CNNMoney says these religious schools closed because there are less religious young people to recruit — and other religious schools are scrambling to broaden their appeal by dropping "Bible" from their Bible College name or by dropping tuition rates.

One Bible study school in Georgia, Brewton-Parker College, cut its tuition by 22 percent per year for the current school year to attract more students.

"Brewton-Parker, like many other Christian-affiliated schools, is private, and we have to have new students coming in," college president Mike Simoneaux told CNN Money. "We recognize that in order to stay competitive we had to find ways to lower our tuition and not our quality."

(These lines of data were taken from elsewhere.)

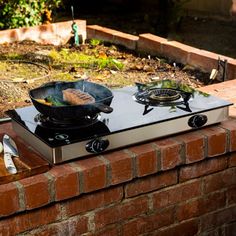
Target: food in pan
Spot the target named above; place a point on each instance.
(77, 97)
(70, 97)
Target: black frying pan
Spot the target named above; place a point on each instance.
(102, 95)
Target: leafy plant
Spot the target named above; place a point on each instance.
(25, 13)
(95, 42)
(66, 56)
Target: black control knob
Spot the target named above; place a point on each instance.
(97, 145)
(197, 121)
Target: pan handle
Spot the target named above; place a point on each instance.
(104, 108)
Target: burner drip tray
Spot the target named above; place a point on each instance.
(53, 123)
(162, 95)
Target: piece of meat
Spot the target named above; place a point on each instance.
(77, 97)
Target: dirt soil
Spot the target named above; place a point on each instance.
(38, 69)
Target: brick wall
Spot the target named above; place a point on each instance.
(183, 185)
(158, 46)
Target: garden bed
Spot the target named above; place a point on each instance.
(26, 65)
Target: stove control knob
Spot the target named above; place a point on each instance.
(197, 121)
(97, 145)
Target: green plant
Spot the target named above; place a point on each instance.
(95, 42)
(25, 13)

It's not just Brewton-Parker.

Duquesne University, a Catholic university in Pennsylvania is slashing tuition by half. Seton Hall University, a New Jersey Catholic school, is giving a 61 percent tuition reduction for some students. A Jewish rabbinical school in New York, Beis Medrash Heichal Dovid, cut tuition by 20 percent.

It is like Black Friday for religious schools — except without the long lines and pepper spray.

CNNMoney quoted various studies showing fewer young Americans claiming an affiliation with any particular denomination. Less religious youth means fewer prospects. "It used to be … you had enough students to attend purely because of religion," John Nelson, a managing director at Moody's, told CNNMoney. "But when they're suffering a decline in students because a religion is stagnating or declining, they have to do something drastic to attract students."

But not every college is hurting enough to slash tuition, yet.

The Star Telegram reported Texas Christian University is raising tuition 6.5 percent — bringing on Occupy Wall Street-type protests from students. "Over the past five years, TCU's tuition has increased a total of 43.5 percent — from about $22,980 in 2006 to $32,400 in 2011, according to university officials and news archives. For the fall and spring semesters of this school year, a student's total estimated cost is about $43,800, including room, board, books and supplies."

The LDS Church-sponsored BYU has also seen tuition rise steadily over the years. A table showing tuition since 1960 shows the costs rising steadily from $130 for both LDS and non-LDS students back then to $2,355 for LDS and $4,710 for non-LDS for the 2012-13 school year. Tuition has held steady some years, but BYU has never cut it. The university is regularly lauded for being a top value because its tuition is low compared to many other private colleges and universities.

CNNMoney also looked at state colleges and universities and found the top five biggest tuition raises were in California (21 percent hike), Arizona (17 percent hike), Georgia (16 percent hike), Washington (16 percent hike) and Nevada (14 percent hike).

With prices going up all around, it is no wonder CNNMoney titled the article on religious tuition: "Want cheaper tuition? Find religion."